While the instrumented kernel provides an excellent unobtrusive method for instrumenting and monitoring processes, threads, and the state of your system in general, you can also have your applications proactively influence the event-collection process.

Using the TraceEvent() library call, applications themselves can inject custom events into the trace stream. This facility is especially useful when building large, tightly coupled, multicomponent systems.

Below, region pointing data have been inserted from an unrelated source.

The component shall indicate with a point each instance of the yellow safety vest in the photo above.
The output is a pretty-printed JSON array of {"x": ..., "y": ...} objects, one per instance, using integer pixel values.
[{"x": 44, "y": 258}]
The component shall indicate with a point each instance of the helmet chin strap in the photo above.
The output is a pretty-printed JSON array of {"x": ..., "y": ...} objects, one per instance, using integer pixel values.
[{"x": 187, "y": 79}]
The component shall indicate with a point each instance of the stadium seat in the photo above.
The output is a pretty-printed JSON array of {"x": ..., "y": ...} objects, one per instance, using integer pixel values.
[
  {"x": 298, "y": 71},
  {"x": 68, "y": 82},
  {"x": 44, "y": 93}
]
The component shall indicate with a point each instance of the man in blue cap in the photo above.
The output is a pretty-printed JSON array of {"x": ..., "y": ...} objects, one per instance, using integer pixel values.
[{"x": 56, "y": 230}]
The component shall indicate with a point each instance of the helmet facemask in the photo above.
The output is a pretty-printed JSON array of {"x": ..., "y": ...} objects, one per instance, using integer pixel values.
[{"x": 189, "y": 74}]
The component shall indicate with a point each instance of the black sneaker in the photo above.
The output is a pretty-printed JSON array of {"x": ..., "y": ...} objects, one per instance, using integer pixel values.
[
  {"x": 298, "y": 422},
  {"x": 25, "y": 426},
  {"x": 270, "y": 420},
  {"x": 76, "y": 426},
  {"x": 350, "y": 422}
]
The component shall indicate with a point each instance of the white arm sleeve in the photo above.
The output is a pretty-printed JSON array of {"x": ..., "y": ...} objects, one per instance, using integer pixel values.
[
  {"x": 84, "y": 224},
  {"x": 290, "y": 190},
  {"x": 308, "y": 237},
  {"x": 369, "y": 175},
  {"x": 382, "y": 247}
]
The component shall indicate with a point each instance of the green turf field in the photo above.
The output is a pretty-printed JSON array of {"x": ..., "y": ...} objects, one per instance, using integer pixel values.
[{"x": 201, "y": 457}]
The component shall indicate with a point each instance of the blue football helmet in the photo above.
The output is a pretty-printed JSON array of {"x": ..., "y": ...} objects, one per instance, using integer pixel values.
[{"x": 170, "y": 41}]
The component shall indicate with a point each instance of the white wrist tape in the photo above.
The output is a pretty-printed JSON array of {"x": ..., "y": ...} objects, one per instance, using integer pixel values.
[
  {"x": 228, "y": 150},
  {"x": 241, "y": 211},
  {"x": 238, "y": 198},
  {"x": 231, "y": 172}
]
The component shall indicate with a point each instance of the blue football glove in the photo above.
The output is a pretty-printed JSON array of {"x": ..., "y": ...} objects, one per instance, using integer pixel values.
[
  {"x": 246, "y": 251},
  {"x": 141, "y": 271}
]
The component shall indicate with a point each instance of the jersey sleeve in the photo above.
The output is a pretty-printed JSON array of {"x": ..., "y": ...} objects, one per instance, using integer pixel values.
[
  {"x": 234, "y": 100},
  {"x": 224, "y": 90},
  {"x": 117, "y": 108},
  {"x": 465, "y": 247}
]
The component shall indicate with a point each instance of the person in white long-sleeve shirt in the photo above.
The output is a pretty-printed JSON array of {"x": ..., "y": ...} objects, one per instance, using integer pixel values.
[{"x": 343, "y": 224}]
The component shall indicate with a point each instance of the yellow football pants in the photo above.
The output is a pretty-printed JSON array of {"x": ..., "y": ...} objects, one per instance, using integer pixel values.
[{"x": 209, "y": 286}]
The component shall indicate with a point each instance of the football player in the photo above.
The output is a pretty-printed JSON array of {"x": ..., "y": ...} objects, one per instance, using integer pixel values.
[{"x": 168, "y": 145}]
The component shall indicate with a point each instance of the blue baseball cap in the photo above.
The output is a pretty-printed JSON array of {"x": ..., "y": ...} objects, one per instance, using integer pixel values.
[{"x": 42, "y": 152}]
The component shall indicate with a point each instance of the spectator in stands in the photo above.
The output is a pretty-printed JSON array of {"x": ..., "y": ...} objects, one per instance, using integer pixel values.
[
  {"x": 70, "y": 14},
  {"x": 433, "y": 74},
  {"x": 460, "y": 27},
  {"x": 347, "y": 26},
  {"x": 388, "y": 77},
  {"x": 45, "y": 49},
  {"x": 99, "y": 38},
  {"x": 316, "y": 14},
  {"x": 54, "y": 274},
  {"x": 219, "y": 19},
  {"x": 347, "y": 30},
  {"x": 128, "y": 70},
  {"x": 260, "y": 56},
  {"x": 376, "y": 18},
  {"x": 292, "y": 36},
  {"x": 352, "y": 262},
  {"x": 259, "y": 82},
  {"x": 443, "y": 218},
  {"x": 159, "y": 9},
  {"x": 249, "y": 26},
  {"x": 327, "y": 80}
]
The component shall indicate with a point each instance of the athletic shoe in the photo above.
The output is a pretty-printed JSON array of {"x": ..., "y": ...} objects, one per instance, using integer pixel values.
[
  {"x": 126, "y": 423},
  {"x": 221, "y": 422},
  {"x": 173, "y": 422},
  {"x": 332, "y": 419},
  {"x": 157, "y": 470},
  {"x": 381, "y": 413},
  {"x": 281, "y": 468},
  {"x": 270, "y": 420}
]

For example, the following simple call would inject the integer values of eventcode, first, and second into the event stream:

TraceEvent(_NTO_TRACE_INSERTSUSEREVENT, eventcode, first,
           second);

You can also inject a string (e.g. "My Event") into the event stream, as shown in the following code:

#include <stdio.h>
#include <sys/trace.h>

/* Code to associate with emitted events */
#define MYEVENTCODE 12

int main(int argc, char **argv) {
    printf("My pid is %d \n", getpid());

    /* Inject two integer events (26, 1975) */
    TraceEvent(_NTO_TRACE_INSERTSUSEREVENT, MYEVENTCODE,
               26, 1975);

    /* Inject a string event (My Event) */
    TraceEvent(_NTO_TRACE_INSERTUSRSTREVENT, MYEVENTCODE,
               "My Event");

    return 0;
}

The output, as gathered by the traceprinter data interpreter, would then look something like this:

.
.
.
t:0x38ea737e CPU:00 USREVENT:EVENT:12, d0:26 d1:1975
.
.
.
t:0x38ea7cb0 CPU:00 USREVENT:EVENT:12 STR:"My Event"

Note that 12 was specified as the trace user eventcode for these events.